LE NÉO-RÉALISME selon Giuseppe De Santis - 17 juin
Avec Riz amer et Pâques sanglantes, Le Champo met à l’honneur 2 grands films de Giuseppe De Santis, figure essentielle du néoréalisme italien. Chez lui, le réel devient récit populaire, drame social, mouvement collectif. Dans les rizières du Pô comme sous les oliviers de la Ciociaria, De Santis filme le travail, le désir, l’injustice et la lutte avec une intensité rare — un cinéma du peuple, sur grand écran.
Né dans l’Italie de l’après-guerre, le néoréalisme a profondément transformé le cinéma mondial. Face aux ruines du fascisme, à la pauvreté, au chômage et aux fractures sociales, des cinéastes comme Rossellini, De Sica, Visconti ou De Santis choisissent de regarder le monde en face : les rues, les campagnes, les ouvriers, les paysans, les femmes au travail, les enfants, les laissés-pour-compte. Le cinéma quitte les studios pour retrouver la vie — ses visages, ses gestes, ses colères, ses espoirs.
Mais le néoréalisme, plus qu'un cinéma “gris” ou simplement documentaire, est un cinéma profondément romanesque, bouleversant, parfois lyrique, où les grandes questions collectives passent par des destins intimes.
Chez De Santis, en particulier, le réel devient spectaculaire : la foule, les paysages, les corps au travail, les passions amoureuses et les conflits sociaux composent de véritables fresques populaires. Son cinéma a la force du témoignage, l’élan du mélodrame, du film noir, (on pourraity presque dire) du western social.
Riz amer et Pâques sanglantes sont des films vivants, des classiques à admirer.

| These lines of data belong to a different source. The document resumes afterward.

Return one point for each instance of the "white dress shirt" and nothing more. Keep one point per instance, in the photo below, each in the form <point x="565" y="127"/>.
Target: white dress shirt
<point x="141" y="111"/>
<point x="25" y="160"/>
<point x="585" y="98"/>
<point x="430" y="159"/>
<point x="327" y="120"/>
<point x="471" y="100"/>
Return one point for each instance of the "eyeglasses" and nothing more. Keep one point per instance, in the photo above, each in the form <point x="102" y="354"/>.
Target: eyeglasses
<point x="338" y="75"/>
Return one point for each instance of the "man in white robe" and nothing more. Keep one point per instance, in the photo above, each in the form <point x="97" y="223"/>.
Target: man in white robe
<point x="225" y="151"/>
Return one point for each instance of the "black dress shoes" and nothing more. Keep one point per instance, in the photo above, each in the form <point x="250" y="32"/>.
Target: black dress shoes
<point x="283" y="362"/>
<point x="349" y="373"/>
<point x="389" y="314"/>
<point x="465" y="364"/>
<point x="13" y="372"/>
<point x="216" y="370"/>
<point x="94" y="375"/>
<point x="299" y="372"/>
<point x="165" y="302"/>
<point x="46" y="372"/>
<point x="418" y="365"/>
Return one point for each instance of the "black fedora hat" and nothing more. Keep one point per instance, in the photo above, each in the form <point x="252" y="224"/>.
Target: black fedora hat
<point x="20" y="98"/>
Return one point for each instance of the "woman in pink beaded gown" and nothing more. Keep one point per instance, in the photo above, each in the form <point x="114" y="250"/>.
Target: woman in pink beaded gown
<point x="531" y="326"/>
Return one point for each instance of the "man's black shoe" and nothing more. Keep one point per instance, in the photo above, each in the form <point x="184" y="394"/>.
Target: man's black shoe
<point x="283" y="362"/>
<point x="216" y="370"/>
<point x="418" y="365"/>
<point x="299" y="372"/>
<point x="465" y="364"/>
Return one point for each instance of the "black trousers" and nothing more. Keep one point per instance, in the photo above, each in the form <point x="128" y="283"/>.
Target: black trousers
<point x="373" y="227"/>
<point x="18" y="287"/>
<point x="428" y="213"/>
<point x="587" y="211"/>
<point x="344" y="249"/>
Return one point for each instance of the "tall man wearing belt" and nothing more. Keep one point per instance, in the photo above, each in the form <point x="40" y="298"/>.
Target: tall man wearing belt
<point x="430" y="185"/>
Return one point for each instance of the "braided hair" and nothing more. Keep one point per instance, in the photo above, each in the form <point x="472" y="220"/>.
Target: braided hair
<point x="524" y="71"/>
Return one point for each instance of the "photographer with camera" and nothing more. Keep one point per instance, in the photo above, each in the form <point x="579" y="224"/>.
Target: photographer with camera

📍 RIZ AMER, de Giuseppe De Santis — 1949
Dans les rizières du Pô, le néoréalisme rencontre le film noir : désir, travail, sensualité populaire, solidarité et trahison composent l’un des grands chocs du cinéma italien.
Pour échapper à la police après le vol d’un collier, un couple de malfaiteurs, Francesca et Walter, se mêle à des ouvrières agricoles parties travailler dans les rizières, où passions et rivalités vont tout faire basculer. Francesca se fait passer pour l’une des travailleuses, tandis que Walter reste dans l’ombre. Mais leur présence trouble l’équilibre du groupe, en particulier lorsqu’ils croisent Silvana, jeune ouvrière fascinée par Walter, et Marco, ancien soldat au regard lucide. Entre fatigue du travail, rêve d’ascension, désir, jalousie et solidarité, la chronique sociale devient peu à peu un drame incandescent.
Le film fut présenté en compétition au Festival de Cannes 1949, et a reçu une nomination aux Oscars, dans la catégorie Writing — Motion Picture Story, pour Giuseppe De Santis et Carlo Lizzani, lors de la 23e cérémonie des Academy Awards.
Avec Silvana Mangano (Silvana), Vittorio Gassman (Walter), Doris Dowling (Francesca), Raf Vallone (Marco)
📍 PÂQUES SANGLANTES (Non c’è pace tra gli ulivi - il n'y a pas de paix sous les oliviers), de Giuseppe De Santis — 1950
Sous les oliviers, la paix n’est qu’un mirage : De Santis transforme le retour d’un soldat en tragédie rurale, sociale et passionnelle.
De retour de la guerre, Francesco découvre que sa famille a été dépouillée de son troupeau par un riche voisin, Bonfiglio, qui tente aussi de s’emparer de la femme qu’il aime, Lucia, promise à Francesco. Dès lors, l’histoire intime devient affrontement social : un homme veut reprendre ce qui lui appartient, sauver son amour, laver l’humiliation familiale — mais autour de lui, la peur, les faux témoignages et la loi des puissants referment le piège.
Pâques sanglantes montre un autre visage de De Santis, avec un néoréalisme - tragédie rurale : un western social, avec des bergers, des montagnes, des rapports de domination, une communauté tétanisée par la peur — et l’idée que la justice ne peut naître que d’un réveil collectif.
Le Champo vous souhaite des bonnes séances cinéma.